Hacking Basic
I/O Map
What you can see in the picture above is my current version of the 4951C I/O map.
As you might know, the device is Z80 based (a NSC800, which is a Z80 with an 8086 compatible bus interface) and a Z80 has one memory and one I/O space.
The IO space is 256 bytes wide and created by some really nasty 74LS-logic spaghetti.
IO Timer Chip
Many peripherals are controlled by the IO-Timer chip NSC810.
It has two 16 Bit timers used to provide some signal timing based (for the capture data) , but also to interrupt the CPU regularly.
More interesting for the moment are the PA0…7 and PB0…7 and PC0…4 interface lines which control a lot of aspects of the system.

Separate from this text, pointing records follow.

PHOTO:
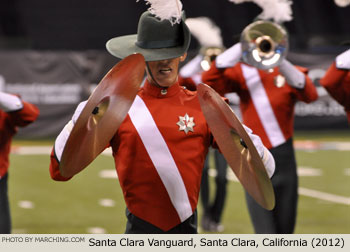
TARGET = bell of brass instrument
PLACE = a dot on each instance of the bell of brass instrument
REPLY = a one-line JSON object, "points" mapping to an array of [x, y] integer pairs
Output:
{"points": [[209, 55], [264, 44]]}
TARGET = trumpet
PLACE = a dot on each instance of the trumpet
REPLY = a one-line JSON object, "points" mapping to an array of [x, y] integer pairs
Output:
{"points": [[264, 44]]}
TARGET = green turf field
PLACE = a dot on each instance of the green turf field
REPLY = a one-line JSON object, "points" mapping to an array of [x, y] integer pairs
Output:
{"points": [[41, 205]]}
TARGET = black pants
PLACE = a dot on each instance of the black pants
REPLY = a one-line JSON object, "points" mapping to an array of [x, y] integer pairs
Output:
{"points": [[136, 225], [5, 218], [280, 220], [214, 210]]}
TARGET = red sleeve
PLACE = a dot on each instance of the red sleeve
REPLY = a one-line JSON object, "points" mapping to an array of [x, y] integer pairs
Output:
{"points": [[216, 79], [308, 93], [24, 116], [54, 168]]}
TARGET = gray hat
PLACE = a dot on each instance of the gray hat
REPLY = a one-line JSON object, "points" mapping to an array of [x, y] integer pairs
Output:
{"points": [[155, 40]]}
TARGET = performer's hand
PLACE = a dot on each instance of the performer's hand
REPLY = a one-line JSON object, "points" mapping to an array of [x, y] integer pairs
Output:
{"points": [[264, 153], [342, 61], [294, 77], [229, 57], [9, 103], [62, 138]]}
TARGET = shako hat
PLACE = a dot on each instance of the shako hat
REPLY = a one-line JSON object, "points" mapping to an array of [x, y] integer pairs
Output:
{"points": [[155, 39]]}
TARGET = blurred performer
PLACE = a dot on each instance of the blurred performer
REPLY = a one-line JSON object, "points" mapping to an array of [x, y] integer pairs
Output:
{"points": [[267, 99], [160, 147], [209, 37], [337, 81], [14, 113]]}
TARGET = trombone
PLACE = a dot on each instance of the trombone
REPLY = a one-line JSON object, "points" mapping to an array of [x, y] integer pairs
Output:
{"points": [[264, 44]]}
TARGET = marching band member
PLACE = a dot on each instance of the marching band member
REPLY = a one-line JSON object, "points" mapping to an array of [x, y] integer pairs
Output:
{"points": [[267, 99], [337, 80], [160, 147]]}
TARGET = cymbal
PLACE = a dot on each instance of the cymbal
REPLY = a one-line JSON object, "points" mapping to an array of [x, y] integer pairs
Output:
{"points": [[105, 110], [236, 146]]}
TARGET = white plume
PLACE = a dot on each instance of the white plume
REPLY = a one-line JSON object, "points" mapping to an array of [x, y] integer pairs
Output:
{"points": [[205, 31], [342, 3], [166, 9], [278, 10]]}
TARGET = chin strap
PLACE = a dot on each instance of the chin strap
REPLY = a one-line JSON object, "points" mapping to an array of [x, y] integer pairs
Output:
{"points": [[154, 80]]}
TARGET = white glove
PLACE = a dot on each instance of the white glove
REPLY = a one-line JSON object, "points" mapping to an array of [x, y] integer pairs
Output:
{"points": [[62, 138], [342, 61], [294, 77], [229, 57], [264, 153], [10, 102]]}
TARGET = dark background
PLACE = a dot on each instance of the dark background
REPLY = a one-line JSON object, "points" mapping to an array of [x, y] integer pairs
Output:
{"points": [[88, 24], [45, 43]]}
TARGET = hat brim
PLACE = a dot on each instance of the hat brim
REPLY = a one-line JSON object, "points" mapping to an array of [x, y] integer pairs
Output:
{"points": [[124, 46]]}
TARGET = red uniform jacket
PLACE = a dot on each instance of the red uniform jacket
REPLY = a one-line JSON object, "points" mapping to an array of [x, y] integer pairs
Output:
{"points": [[9, 121], [158, 158], [337, 83], [267, 109]]}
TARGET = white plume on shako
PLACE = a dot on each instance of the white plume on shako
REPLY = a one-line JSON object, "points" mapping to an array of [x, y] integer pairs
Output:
{"points": [[166, 9]]}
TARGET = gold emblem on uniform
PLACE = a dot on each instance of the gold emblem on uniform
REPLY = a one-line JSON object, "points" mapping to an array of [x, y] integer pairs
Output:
{"points": [[186, 123], [279, 81]]}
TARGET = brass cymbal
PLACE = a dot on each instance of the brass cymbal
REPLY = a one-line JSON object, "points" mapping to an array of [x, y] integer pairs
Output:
{"points": [[242, 156], [105, 110]]}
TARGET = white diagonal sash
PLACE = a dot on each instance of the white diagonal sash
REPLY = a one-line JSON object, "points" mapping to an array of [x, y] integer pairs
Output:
{"points": [[262, 105], [161, 157]]}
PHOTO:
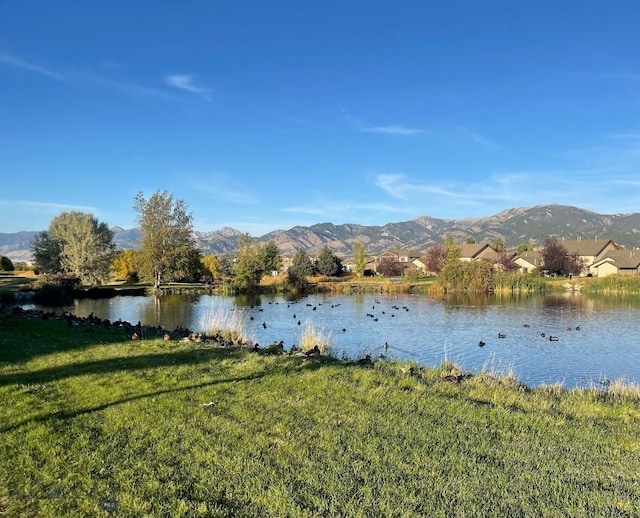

Some IOs control the very extensive memory paging (due too the limited 64KB address range of the Z80), others some CRTC or floppy functions. Details in the table above.
Interrups
This is really quite simple as you can see above. The SCC is the serial chip connected to the PODs which is very versatile. The floppy controller is a fully fledged 8080 CPU based subsystem, which I still did not analyse.
The keyboard request only reacts to some of the function keys since they can interrupt also running applications (the rest of the keyboard is polled by a timer interrupt).
One thing to mention is that most of these interrupts are latched and synchronised to the system clock, so you will have to manually reset these latches.
Memory Map
Most complex is the memory map and the layout of the specific ROM/RAMs in the address space.
The page rom is at position 0x0000 and positing 0x2000 and the pages are always selected together. The 0x0000 to 0x1FFF space is always “paged in” as a lot of low level system code is here. Also all the interrupt vectors are in this space – in reality pages 0…3 contain a copy of the same code.
The CRT Buffer is the so called dual port ram (in the documentation) and is not only used for the CRTC, but also as usual RAM.
The application ram segment 3 can be mapped instead of the second page of the page rom, which sometimes is done to buffer some RAM during system startup.
One special case is the Mass Rom which contains the floppy disk interface code. It automatically selects the two app ram pages into the address space….I guess because the disk controller uses this as DMA target to communicate with the Z80 CPU – but that’s only a guess so far.
POD Interface
Actually I started my investigation at the POD interface. My idea was maybe to create some new, custom designed PODs with a to be loaded application.
So here we go with the POD interface:
Generally speaking the SCC controller is connected through some multiplexers to the respective POD outputs. The multiplexing is used to simulate DCE or DTE.
But there are also D0-D7 on the POD cable which also can be used more freely.
Please note that D4;D6 and D7 are used to identify connected POD. No POD means all high, my POD pulls all low.
What’s next?
I hope my spare parts will arrive soon that I can put the cutie together to prove some of my hypotheses with a logic analyser.
I also started to disassemble the ROM-P – this is a really lengthy process even for such a tiny ROM.
But getting in a position to write apps, there is no other way ;-(.